Johnny Depp and Jeff Beck released an album together in July titled 18. That album features a song titled “Sad Motherf—in’ Parade,” and it’s billed as a “Johnny Depp original.” However, it might not be as original as it claims.
Per Rolling Stone, the track’s lyrics are a near word-for-word rip-off from a poem titled “Hobo Ben.” (The outlet published and compared the very NSFW lyrics for comparison which can be read here.
The poem is featured in the 1974 book Get Your Ass in the Water and Swim Like Me by Bruce Jackson. Jackson’s book is a collection of “toasts,” which Rolling Stone described as “a wildly outlandish, funny, ribald form of narrative Black folk poetry.” (An album featuring recordings of these toasts was released in 1976.) “Hobo Ben,” in particular, was the original work of a man referred to as Slim Wilson. Jackson met Wilson while in the Missouri State Penitentiary in 1964.
Jackson told Rolling Stone, “The only two lines I could find in the whole piece that [Depp and Beck] contributed are ‘Big time motherf—er’ and ‘Bust it down to my level.’ Everything else is from Slim’s performance in my book. I’ve never encountered anything like this. I’ve been publishing stuff for 50 years, and this is the first time anybody has just ripped something off and put his own name on it.”
Rolling Stone also shared a statement from a spokesperson for Depp and Beck’s album saying, “We are reviewing the enquiry relating to the song ‘Sad Motherf—in’ Parade’ on the ’18’ album by Jeff Beck and Johnny Depp. If appropriate, additional copyright credits will be added to all forms of the album.”
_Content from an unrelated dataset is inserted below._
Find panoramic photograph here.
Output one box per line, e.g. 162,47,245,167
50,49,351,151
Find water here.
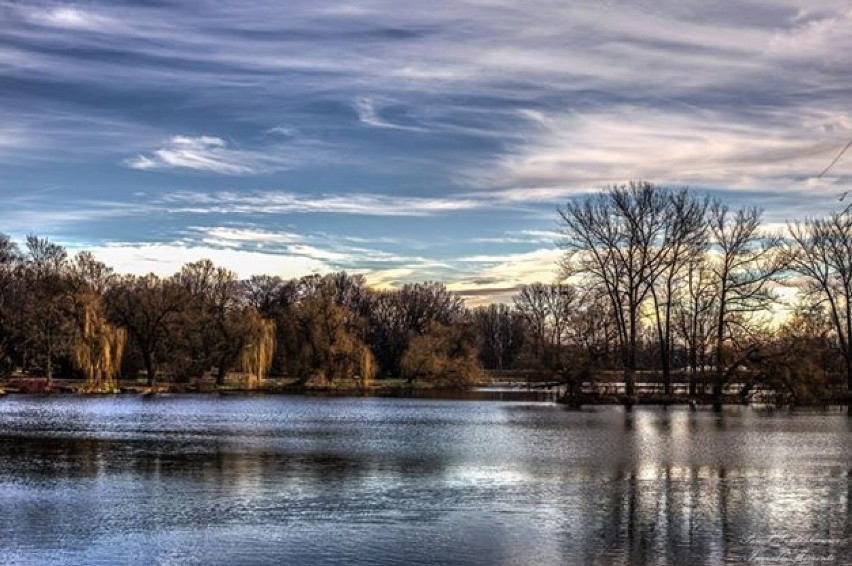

In the lead-up to the album’s release, Beck said in a statement about Depp, “I haven’t had another creative partner like him for ages. He was a major force on this record. I just hope people will take him seriously as a musician because it’s a hard thing for some people to accept that Johnny Depp can sing rock and roll.”
As of publishing, neither Depp nor Beck have responded to the report about the lyrics featured on Sad Motherf—in’ Parade.”